French activist (1845–1882)

Marie Ferré (1845–1882) was a French activist involved in the Paris Commune.

==Biography==
Marie Ferré was born in the 1st arrondissement of Paris on 30 April 1845, the daughter of Laurent Ferré and Marie Rivière; and the elder sister of Hippolyte and Théophile Ferré.

Her brothers were participants in the Paris Commune of 1871. During the suppression of the Commune, the French authorities searched the Ferré home in Levallois-Perret, looking for Théophile.
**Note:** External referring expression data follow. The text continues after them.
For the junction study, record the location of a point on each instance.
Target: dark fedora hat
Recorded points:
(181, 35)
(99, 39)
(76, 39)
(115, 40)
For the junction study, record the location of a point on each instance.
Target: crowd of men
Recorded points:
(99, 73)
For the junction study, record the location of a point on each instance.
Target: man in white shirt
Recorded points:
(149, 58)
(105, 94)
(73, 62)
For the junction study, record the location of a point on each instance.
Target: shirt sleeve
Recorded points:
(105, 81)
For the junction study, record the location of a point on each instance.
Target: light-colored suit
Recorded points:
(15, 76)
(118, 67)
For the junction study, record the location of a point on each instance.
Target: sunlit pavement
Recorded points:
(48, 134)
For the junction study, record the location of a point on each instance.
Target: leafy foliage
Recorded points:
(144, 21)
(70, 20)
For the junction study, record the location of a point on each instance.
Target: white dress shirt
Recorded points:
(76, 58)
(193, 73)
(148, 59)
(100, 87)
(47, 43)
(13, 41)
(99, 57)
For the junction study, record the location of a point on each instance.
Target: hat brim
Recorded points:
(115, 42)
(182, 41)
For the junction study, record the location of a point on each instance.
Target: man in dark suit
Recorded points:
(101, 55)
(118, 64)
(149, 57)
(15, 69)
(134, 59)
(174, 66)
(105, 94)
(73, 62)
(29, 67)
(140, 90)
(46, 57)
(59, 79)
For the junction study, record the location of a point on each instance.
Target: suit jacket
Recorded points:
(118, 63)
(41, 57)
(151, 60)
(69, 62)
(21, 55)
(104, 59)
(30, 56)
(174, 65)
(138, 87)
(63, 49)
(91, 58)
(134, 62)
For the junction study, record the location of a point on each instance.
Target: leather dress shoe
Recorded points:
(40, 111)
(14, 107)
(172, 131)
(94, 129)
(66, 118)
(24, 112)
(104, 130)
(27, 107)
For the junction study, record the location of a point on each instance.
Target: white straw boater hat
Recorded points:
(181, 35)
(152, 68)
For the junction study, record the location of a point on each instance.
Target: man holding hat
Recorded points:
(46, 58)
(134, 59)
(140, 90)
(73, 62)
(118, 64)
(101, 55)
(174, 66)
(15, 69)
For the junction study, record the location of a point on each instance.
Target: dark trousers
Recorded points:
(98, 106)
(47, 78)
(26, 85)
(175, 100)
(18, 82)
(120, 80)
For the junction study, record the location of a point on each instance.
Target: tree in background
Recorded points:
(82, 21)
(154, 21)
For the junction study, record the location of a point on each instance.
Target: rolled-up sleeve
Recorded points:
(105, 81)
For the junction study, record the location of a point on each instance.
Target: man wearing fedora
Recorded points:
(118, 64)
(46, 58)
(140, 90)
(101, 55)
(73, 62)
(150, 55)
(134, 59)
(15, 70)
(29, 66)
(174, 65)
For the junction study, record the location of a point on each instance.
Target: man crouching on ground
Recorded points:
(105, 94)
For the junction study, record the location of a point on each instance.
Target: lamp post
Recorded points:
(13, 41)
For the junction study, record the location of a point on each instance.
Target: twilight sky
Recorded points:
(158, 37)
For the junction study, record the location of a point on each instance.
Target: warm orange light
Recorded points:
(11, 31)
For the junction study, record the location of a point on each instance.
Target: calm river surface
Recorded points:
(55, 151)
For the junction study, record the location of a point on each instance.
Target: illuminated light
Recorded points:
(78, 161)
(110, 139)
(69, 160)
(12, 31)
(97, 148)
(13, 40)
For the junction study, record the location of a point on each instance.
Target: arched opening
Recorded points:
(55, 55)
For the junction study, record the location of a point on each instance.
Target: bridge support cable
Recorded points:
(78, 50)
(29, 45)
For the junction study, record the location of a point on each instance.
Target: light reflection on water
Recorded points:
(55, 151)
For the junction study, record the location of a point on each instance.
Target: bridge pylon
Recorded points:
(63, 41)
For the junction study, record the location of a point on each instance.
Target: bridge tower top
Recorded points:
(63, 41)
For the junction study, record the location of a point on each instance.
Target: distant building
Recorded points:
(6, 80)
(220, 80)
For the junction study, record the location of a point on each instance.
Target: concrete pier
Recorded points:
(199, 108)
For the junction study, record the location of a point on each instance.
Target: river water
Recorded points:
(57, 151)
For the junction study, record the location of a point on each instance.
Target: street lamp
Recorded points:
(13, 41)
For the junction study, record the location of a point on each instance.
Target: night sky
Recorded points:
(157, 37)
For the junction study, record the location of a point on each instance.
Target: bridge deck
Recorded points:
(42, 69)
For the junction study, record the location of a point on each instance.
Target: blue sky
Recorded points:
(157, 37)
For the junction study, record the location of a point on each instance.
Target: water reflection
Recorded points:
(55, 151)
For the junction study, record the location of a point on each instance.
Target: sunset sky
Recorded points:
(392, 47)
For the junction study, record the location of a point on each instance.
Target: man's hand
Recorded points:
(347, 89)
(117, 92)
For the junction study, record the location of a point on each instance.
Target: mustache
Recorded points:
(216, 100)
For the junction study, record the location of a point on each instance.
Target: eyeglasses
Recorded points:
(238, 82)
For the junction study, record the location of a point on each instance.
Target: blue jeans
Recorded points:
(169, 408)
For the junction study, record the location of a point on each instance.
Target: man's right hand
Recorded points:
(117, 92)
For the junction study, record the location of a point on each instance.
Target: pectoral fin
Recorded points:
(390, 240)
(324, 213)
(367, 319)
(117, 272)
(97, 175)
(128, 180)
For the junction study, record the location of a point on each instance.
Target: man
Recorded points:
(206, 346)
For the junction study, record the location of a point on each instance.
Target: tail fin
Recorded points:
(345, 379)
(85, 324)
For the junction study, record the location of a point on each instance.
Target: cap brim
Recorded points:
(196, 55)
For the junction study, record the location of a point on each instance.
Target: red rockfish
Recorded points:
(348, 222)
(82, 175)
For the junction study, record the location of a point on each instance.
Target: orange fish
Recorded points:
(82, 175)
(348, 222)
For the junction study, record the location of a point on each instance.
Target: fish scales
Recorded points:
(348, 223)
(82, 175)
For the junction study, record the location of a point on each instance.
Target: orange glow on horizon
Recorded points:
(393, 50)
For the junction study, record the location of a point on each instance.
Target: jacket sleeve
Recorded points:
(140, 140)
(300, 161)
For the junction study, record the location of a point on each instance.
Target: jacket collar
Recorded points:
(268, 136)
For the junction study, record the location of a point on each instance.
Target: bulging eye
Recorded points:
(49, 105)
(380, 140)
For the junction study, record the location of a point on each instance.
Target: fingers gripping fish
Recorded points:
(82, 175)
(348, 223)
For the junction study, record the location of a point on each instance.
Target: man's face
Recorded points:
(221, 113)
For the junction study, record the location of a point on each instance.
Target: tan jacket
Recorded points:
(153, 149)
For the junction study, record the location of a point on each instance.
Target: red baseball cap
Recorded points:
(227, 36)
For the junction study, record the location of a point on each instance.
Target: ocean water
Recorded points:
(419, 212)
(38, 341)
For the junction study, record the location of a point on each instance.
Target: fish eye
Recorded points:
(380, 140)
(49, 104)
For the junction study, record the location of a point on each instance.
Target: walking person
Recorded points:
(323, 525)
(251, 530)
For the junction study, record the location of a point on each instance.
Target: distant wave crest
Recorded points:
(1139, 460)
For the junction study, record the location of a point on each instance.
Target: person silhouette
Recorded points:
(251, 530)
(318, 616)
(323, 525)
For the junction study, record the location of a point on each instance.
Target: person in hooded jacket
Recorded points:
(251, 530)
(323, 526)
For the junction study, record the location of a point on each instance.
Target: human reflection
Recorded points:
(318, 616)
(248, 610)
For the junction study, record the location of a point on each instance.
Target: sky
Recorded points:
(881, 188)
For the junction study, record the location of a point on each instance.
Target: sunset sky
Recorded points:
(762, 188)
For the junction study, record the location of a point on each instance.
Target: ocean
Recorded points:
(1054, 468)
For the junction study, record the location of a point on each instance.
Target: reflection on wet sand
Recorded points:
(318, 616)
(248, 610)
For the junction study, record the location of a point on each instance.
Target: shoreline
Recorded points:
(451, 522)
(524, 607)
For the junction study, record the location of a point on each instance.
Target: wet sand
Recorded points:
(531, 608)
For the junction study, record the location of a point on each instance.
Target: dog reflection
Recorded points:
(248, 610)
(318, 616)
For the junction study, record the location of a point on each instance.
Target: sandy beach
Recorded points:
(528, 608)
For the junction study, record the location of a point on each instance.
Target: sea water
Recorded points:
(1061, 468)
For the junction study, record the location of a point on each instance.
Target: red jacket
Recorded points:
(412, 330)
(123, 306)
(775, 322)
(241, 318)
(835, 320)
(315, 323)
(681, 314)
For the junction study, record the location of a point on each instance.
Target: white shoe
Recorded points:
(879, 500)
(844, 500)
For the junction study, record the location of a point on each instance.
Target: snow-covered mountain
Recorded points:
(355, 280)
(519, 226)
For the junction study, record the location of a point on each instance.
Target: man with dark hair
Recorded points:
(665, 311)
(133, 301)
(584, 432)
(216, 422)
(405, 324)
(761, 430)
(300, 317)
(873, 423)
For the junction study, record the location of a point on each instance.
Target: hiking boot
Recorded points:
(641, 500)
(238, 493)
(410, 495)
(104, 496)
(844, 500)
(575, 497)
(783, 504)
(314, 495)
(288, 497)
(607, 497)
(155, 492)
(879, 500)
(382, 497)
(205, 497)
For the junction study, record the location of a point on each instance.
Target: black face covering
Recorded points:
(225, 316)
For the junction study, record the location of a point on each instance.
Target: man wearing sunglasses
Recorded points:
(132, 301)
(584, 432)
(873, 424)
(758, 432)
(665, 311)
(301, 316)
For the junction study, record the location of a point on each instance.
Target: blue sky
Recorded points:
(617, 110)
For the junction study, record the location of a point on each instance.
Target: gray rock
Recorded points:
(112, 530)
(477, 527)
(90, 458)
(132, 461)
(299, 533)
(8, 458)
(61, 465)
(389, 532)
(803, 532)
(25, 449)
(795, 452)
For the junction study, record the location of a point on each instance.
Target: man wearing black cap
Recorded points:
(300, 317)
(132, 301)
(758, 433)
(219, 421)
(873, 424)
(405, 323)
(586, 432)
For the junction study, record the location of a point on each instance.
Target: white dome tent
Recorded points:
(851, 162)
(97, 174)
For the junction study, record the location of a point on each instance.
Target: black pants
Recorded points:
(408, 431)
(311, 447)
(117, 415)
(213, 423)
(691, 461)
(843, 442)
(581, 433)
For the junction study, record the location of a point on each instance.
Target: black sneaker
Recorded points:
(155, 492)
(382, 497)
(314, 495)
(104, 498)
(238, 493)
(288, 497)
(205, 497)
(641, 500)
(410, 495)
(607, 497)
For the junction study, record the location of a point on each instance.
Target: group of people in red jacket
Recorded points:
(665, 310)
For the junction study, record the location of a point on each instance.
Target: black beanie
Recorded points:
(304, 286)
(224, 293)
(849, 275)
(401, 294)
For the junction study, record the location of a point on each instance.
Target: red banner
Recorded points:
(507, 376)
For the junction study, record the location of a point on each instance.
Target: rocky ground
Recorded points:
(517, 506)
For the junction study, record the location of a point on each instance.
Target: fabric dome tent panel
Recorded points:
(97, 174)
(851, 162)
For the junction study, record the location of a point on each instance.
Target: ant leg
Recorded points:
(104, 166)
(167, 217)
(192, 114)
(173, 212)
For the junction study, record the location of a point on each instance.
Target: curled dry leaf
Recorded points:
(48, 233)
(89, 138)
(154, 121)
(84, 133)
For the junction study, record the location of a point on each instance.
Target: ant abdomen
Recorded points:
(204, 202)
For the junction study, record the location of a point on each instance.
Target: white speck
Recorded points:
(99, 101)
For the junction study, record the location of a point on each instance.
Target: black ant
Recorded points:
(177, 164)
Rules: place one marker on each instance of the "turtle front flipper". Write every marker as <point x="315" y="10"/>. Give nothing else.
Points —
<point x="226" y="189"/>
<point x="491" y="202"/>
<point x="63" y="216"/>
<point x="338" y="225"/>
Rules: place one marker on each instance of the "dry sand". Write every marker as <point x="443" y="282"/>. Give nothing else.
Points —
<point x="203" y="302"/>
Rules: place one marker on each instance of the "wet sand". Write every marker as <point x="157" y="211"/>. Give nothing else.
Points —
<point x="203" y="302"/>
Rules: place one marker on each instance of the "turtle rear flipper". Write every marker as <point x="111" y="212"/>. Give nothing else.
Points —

They instead found Marie Ferré, in bed and very ill, being cared for by her mother. When they threatened to arrest Marie, which could have killed her, her mother gave up Théophile's location at rue Saint-Saveur. He was arrested and later executed. After a week in police custody, Marie Ferré was released, while her mother was committed to a mental asylum, where she died. Laurent Ferré was imprisoned in Fouras and Hippolyte was imprisoned in Versailles.

With her entire family dead or interned, Ferré dedicated herself to helping revolutionary prisoners, working both days and nights in order to send money to imprisoned Communards. She later went into exile in London, where she became more popular among French exiles than her friend Louise Michel. When Michel was deported to New Caledonia, Ferré cared for Michel's mother. After a political amnesty was proclaimed, in November 1880, Ferré and Camille Bias greeted Michel at Gare Saint-Lazare upon her return from exile. In July 1881, Ferré and Michel organised the re-burial of Théophile's remains in the Levallois-Perret Cemetery; and in January 1882, they participated in a demonstration on the first anniversary of Louis Auguste Blanqui's death. Michel was arrested, and Marie Ferré fell ill.

Sick with cardiovascular disease, Marie Ferré died in the 9th arrondissement of Paris on 24 February 1882. Her body was covered with Louise Michel's red shawl and buried on 26 February in the Levallois-Perret Cemetery, alongside her brother Théophile and their mother. Her funeral was attended by 1,500 people, including her father Laurent, brother Hippolyte, and her friends Louise Michel and Camille Bias, who together led the funeral procession. In an obituary published the following month in Le Droit social, she was remembered as "a firmly convinced, energetic and devoted revolutionary [who] was always to be found in the front row during a demonstration or revolutionary movement". Louise Michel's revolutionary group was renamed in honour of Ferré.